Postgresql WAL archive_command file compare


I have read in "PostgreSQL Replication by Hans-Jurgen Schonig", and a few places that it is best practice NOT to overwrite an archive WAL file during the execution of the archive_command - can anyone please expand on the reasons for this? and if the following scenario is valid for WAL overwriting?

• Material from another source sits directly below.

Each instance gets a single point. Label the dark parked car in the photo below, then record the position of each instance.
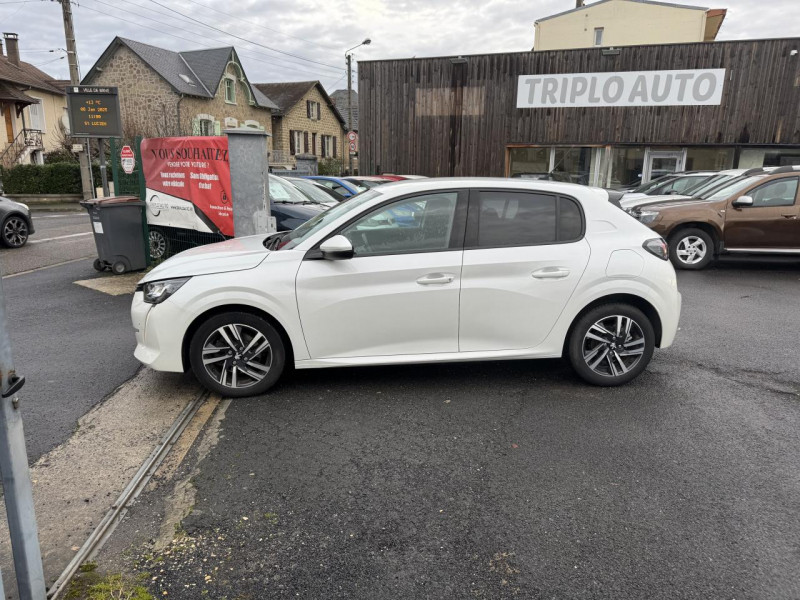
(757, 213)
(17, 223)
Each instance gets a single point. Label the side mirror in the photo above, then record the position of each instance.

I have written a script that will execute the following high level logic for an individual WAL archiving procedure:

if (/archive/00000001000000F700000067 exists and is readable) and (00000001000000F700000067 is byte by byte equal to /archive/00000001000000F700000067)
  exit with status 0
else
  if (copy 00000001000000F700000067 to /archive/00000001000000F700000067 is successful)
    if (/archive/00000001000000F700000067 exists and is readable) and (00000001000000F700000067 is byte by byte equal to /archive/00000001000000F700000067)
      exit with status 0
    else
      exit with status non-zero
  else
    exit with status non-zero

In short, this approach hopes to defend against at least the scenario where the original WAL file is archived incorrectly - the copy has valid filename but is corrupt (due to hardware failure for example). My understanding of the WAL archiving process in this instance:

  • The archive_command will return non-zero exit status during the byte-for-bye comparison after the copy procedure (let us assume the copy procedure has a false success response)
  • According to the documentation, upon non-zero exit_status WAL archiving will be re-attempted indefinitely - a second attempt of WAL archiving should occur
  • The archive_command will recognize that the existing archive WAL does not match the current WAL byte-wise
  • The copy procedure will occur a second time, hopefully overwriting the corrupt file
  • exit_status 0 in the event of a success comparison of the files, otherwise this process will be repeated

There is a very minor overhead involved with the comparison (which I may update to md5 check), can anyone see any problems that can arise from such an approach? or recommend anything further?

Thank you


Solution

  • If I read your pseudo-code correctly, you'll overwrite WAL segments in the archive if they are not identical to your current WAL-to-be-archived.

    The problem with that is that WAL archives are very important information, and you are scribbling over an archived WAL segment that somebody wrote before. If there is a misconfiguration where two PostgreSQL clusters write to the same archive directory by mistake, the WAL archive will be clobbered.

    It would be better to stop archiving in that case and alert an administrator.